Nidhi Sekhar, Computational Designer, LERA+: We work with the designers, and especially artists, to help them realize their visions. We work on optimizing different parts of the design itself to help them achieve it. I had a connection with LERA+ as soon as I came in, and the fact that we work on this large range of projects—which ranges from furniture and sculptures to skyscrapers—it’s very interesting how we work. James is what we are in our field—he’s an intersection of technology and design, and that’s what he does. And he’s so passionate about it.

James Clar, Media Artist: I remember I was sitting in a theater, and I was watching the movie, but then I started thinking about the system—what I was watching. And it occurred to me that, you know, what I’m seeing on the screen—it doesn’t exist. It’s just light bouncing off the screen, and then it goes into your eyes, and you start to interpret characters and a timeline. And you start to have an emotional reaction. 

Oliva: James is a really interesting artist. I think he has a pretty unique vision. He has a unique way to communicate complex thoughts—a very clean way. This reflects definitely in his art.

Clar: My art now is more about conceptual narratives. I’m interested in technology and how technology has kind of skewed our view of reality. Gravitational Collapse is a light sculpture created using LERA+’s plug-in that we developed that allowed me to create a more abstracted form than I had done before. The plug-in has allowed me to explore more expressive or abstracted structures. Before, the geometry was a lot more rigid and more, like, parallel or set angles. But now I can do kind of off-angles. So, before, it’d be 45-degree angles or 15-degree angles, but now I can just kind of pretty much do any sort of angle. So it’s opened up a lot more possibilities. 

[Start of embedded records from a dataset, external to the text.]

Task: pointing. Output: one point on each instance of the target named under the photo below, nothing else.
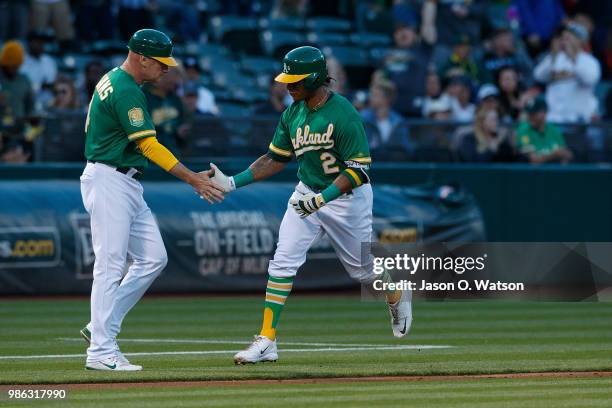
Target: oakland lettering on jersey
(305, 141)
(104, 87)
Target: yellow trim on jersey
(157, 153)
(365, 160)
(276, 298)
(354, 176)
(280, 151)
(140, 134)
(290, 79)
(282, 286)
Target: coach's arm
(262, 168)
(160, 155)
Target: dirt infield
(321, 380)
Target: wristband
(243, 178)
(331, 193)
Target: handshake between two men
(214, 184)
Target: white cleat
(262, 349)
(401, 314)
(122, 359)
(113, 364)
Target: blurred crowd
(502, 78)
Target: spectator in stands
(15, 88)
(433, 90)
(277, 101)
(167, 110)
(335, 70)
(386, 129)
(289, 9)
(460, 92)
(93, 72)
(56, 14)
(608, 105)
(486, 141)
(570, 74)
(182, 18)
(16, 97)
(439, 109)
(511, 99)
(406, 66)
(503, 53)
(11, 152)
(488, 97)
(39, 67)
(446, 20)
(94, 20)
(538, 19)
(206, 103)
(372, 16)
(135, 15)
(65, 95)
(461, 63)
(538, 140)
(13, 19)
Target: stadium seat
(319, 24)
(62, 139)
(378, 54)
(238, 33)
(601, 91)
(356, 62)
(234, 109)
(249, 96)
(258, 65)
(213, 63)
(277, 43)
(321, 39)
(371, 40)
(232, 78)
(282, 24)
(72, 63)
(107, 47)
(207, 49)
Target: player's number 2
(328, 161)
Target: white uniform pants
(347, 221)
(121, 224)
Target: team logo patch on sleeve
(136, 117)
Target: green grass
(487, 337)
(561, 392)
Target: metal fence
(240, 136)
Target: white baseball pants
(121, 224)
(347, 221)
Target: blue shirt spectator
(386, 129)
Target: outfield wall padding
(45, 236)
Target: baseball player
(120, 137)
(325, 134)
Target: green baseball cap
(301, 63)
(537, 104)
(153, 44)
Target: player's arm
(260, 169)
(160, 155)
(353, 148)
(278, 155)
(131, 109)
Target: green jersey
(325, 142)
(529, 140)
(117, 117)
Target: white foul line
(177, 353)
(210, 341)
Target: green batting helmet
(304, 63)
(153, 44)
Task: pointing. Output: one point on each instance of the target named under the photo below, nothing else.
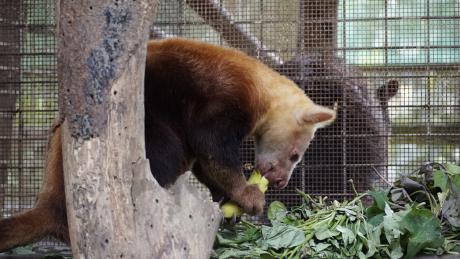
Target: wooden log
(115, 207)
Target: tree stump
(115, 207)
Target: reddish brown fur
(48, 217)
(201, 101)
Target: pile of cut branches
(420, 213)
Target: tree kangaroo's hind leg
(48, 216)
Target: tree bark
(115, 207)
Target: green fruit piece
(231, 209)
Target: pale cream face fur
(285, 131)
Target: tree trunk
(115, 207)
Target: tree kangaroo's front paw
(251, 200)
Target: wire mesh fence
(28, 94)
(392, 66)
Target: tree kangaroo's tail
(48, 216)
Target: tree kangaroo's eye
(294, 158)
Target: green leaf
(320, 247)
(396, 250)
(424, 229)
(376, 212)
(282, 236)
(440, 180)
(456, 184)
(276, 211)
(23, 250)
(348, 236)
(391, 223)
(324, 233)
(453, 169)
(451, 207)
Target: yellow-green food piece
(231, 209)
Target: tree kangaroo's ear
(387, 91)
(318, 115)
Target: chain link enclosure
(392, 66)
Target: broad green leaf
(320, 247)
(396, 250)
(348, 236)
(282, 236)
(391, 223)
(451, 207)
(453, 169)
(424, 229)
(456, 184)
(227, 253)
(440, 180)
(276, 211)
(375, 212)
(324, 233)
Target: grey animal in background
(356, 145)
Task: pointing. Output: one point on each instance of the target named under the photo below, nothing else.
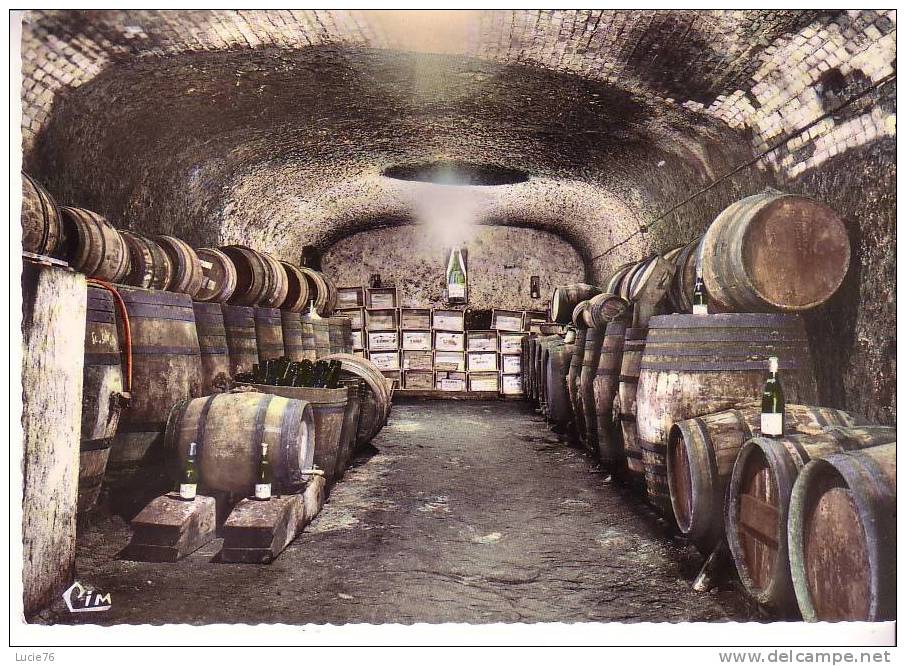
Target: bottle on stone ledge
(772, 403)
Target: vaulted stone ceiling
(273, 128)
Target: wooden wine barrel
(228, 429)
(166, 368)
(92, 246)
(606, 383)
(253, 275)
(774, 251)
(375, 406)
(683, 284)
(700, 456)
(278, 281)
(339, 331)
(269, 333)
(242, 340)
(565, 298)
(41, 219)
(594, 339)
(695, 365)
(212, 344)
(187, 272)
(329, 411)
(297, 296)
(149, 265)
(630, 367)
(220, 276)
(758, 502)
(103, 393)
(291, 323)
(842, 533)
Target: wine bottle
(188, 484)
(264, 478)
(772, 403)
(699, 296)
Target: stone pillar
(53, 331)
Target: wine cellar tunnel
(554, 147)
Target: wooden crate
(481, 361)
(381, 298)
(511, 364)
(449, 341)
(416, 319)
(484, 381)
(385, 319)
(481, 341)
(444, 360)
(417, 360)
(385, 360)
(383, 341)
(416, 340)
(448, 320)
(350, 297)
(507, 320)
(511, 343)
(418, 379)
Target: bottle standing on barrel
(265, 476)
(772, 403)
(188, 484)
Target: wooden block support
(170, 528)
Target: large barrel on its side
(774, 251)
(269, 333)
(630, 364)
(698, 365)
(212, 344)
(102, 393)
(41, 219)
(149, 265)
(606, 383)
(166, 368)
(187, 273)
(565, 298)
(700, 456)
(758, 502)
(92, 246)
(842, 533)
(329, 409)
(228, 429)
(242, 341)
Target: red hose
(127, 331)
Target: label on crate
(449, 341)
(417, 340)
(511, 344)
(383, 341)
(482, 361)
(512, 365)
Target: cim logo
(80, 599)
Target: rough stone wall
(500, 263)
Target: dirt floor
(467, 512)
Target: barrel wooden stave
(842, 536)
(758, 501)
(228, 429)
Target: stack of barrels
(666, 401)
(169, 324)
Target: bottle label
(772, 424)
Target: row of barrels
(770, 252)
(232, 274)
(147, 350)
(670, 407)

Oliva: There were different challenges in James’s project. One of them was the fact that we needed to fit an LED and a wire for each single LED within a shape that was basically this big [gestures], so you can understand how tight that space can be. James wanted to actually use different kinds of LEDs, so one of the plug-ins [had] to adapt to different sizes for different LEDs that he was using.

Sekhar: What we’ve done in this plug-in is that we’ve minimized the amount of material that we use at each connection, so I’m making sure that each connection is very minimal so that when you 3D print, it costs as little as possible.

Clar: The connection points are very important to the structural pieces that I’m doing, because they hold the lights in place. So they create the structural form, but they also pass the electricity from one light to the next. It’s aesthetic, but it’s also part of the sculpture itself. I think without LERA+ I wouldn’t have tried to tackle that piece itself because then I think it just would have been kind of a black hole.

Sekhar: It’s great to see how our work lets people focus on the big picture instead of focusing on the details in dealing with them. The biggest reward is actually seeing what you do come to life and also how it affects other people.

Oliva: There is a lot in the future of LERA+. I believe that, as a group, we’ve grown. The group was started four years ago; now, we are five people to date in the group. And we’ve tackled so many different markets, and we’ve been successful in different markets. We don’t want to stop, because we are interested in expanding and finding more creative people out there.

Clar: My relationship with LERA+ has definitely enabled me to create new forms, develop new concepts, but also bring about a practical end to the application or to those concepts to create the idea and then make it a reality.